Animado pelo avanço da vacinação, Portugal prepara-se para aliviar as restrições impostas pela pandemia com a reabertura de bares e discotecas e a eliminação da exigência do certificado digital covid para entrar em restaurantes ou alojar-se nos estabelecimentos hoteleiros.

O primeiro-ministro, António Costa, anunciou esta quinta-feira que as novas medidas vão entrar em vigor no próximo dia 1 de outubro, quando se prevê que 85% da população esteja já completamente imunizada.

Na terceira fase do desconfinamento português vão-se também levantar as restrições horárias a restaurantes e lojas, que também irão recuperar a capacidade máxima. Também não irá haver limite na assistência em casamentos e batizados.

O certificado digital será exigido em viagens aéreas ou marítimas, nas visitas a lares de idosos e em hospitais, que recuperam ainda a presença de familiares para acompanhar os pacientes.

Será também obrigatório em grandes eventos culturais e desportivos, cujas condições serão definidas pela Direção-Geral da Saúde (DGS).

A máscara, cujo uso é agora opcional em espaços públicos, será obrigatório nos transportes públicos, lares, hospitais, salas de espetáculos e nas grandes superfícies comerciais.

Costa justificou este avanço com o progresso na vacinação e a caída da incidência de covid -140 pessoas por cada 100.000 habitantes- e no índice Rt, que se encontra em 0,81.
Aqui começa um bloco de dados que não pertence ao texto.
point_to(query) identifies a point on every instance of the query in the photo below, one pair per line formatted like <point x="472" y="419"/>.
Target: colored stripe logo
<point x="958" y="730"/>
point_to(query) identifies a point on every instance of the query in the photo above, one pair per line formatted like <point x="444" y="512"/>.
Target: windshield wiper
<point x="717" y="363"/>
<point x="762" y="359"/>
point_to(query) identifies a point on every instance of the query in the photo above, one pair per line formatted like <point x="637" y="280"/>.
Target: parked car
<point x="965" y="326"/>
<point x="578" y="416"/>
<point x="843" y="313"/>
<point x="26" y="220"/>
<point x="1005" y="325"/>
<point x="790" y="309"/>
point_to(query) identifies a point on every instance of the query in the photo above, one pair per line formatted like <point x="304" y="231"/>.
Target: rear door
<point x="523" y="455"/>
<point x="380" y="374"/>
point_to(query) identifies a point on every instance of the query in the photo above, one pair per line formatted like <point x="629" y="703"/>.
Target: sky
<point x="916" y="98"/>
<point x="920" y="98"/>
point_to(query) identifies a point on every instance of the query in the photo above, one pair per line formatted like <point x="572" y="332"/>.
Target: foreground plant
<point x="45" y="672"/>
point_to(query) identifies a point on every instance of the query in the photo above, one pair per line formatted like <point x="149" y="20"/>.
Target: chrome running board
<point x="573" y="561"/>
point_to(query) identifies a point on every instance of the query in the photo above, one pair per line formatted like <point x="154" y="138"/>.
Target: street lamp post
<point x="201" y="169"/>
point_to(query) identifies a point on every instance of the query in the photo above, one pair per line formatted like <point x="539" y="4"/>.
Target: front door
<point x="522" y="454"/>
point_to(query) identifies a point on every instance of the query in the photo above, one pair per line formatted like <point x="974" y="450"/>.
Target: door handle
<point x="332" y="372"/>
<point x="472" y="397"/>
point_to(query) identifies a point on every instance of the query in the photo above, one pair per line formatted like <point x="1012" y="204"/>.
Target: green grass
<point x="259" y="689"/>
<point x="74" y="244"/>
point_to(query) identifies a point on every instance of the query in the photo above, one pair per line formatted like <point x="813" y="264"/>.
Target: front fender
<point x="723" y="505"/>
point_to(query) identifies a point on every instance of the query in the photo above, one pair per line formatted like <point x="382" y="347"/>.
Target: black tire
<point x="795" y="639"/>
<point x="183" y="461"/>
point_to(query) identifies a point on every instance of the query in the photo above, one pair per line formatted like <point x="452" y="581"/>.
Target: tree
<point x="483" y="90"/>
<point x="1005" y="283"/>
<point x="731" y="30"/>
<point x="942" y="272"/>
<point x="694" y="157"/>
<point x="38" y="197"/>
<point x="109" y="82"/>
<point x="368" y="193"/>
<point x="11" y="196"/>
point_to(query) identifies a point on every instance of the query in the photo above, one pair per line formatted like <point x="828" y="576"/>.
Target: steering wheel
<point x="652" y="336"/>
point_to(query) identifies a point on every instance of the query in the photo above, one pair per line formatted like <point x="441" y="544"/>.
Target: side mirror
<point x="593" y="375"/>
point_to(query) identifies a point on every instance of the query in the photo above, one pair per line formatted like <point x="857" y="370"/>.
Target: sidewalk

O primeiro-ministro não avançou se Portugal é partidário de uma terceira dose da vacina, mas afirmou que o país está preparado para atender às recomendações que a Agência Europeia do Medicamento (EMA) irá divulgar na próxima semana sobre este tema.

Contudo, ressaltou que Portugal conta com vacinas suficientes para uma eventual terceira dose e, de momento, manterá os centros de vacinação abertos.

Além disso, o primeiro-ministro fez um apelo à responsabilidade individual para combater a pandemia em Portugal, já que a vacinação não assegura imunidade total, recordando ainda que "toda a população com menos de 12 anos não está vacinada".

Nas escolas, o uso de máscara não é obrigatório no recreio, situação que está a ser estudada pela DGS, que prevê emitir um novo pacote de medidas nos próximos dias.

"Somos um país turístico" e "o risco não desaparece", explicou Costa.

Desde o começo da pandemia, Portugal registou mais de um milhão de contágios e 17.938 falecidos.